Dr. Steffenson is an Assistant Professor of Biology who currently teaches General Biology, Entomology, and Evolution. He received his PhD from the University of Texas at Arlington in 2014 in quantitative biology, or biology with a concentration in biostatistics. His dissertation emphasized identifying mechanisms that affect the success of wolf spider foraging efforts. He also received a Masters from Tennessee Technological University in 2009, where he studied how elevation and the geographic distribution of isolated populations of scorpions affected their life history variation. Dr. Steffenson earned a Bachelors of Science in Biology from Siena College, a small liberal arts college in upstate New York, in 2006. In the past several years, Dr. Steffenson has started working on an extension of his dissertation work with honeybees.

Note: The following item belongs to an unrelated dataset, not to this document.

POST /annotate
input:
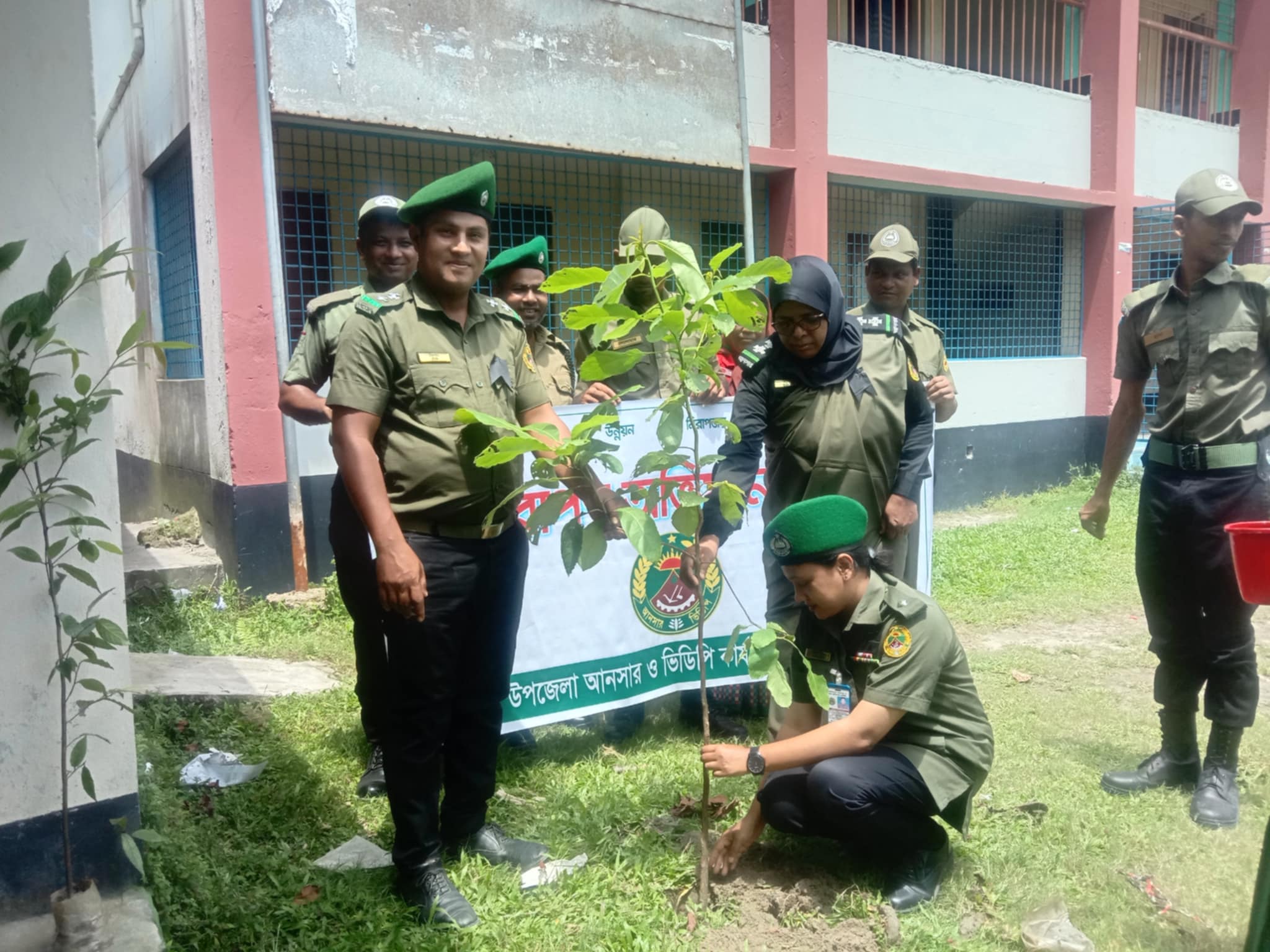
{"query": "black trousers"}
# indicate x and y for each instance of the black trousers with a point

He seeks to identify how ecological factors have been influencing the immunological activity of honeybees, and how this may be related to the recent population decline of honeybees across the world, a phenomenon referred to a as colony collapse disorder (CCD).
My job allows me to integrate my two greatest passions, teaching and research. I believe that undergraduate research opportunities are a natural extension of learning in the classroom, and are critical in helping students to fully develop their skills as junior scientists. By providing research projects for undergraduates to participate in, I believe that students are able to truly understand how science functions to help us understand the natural world around us.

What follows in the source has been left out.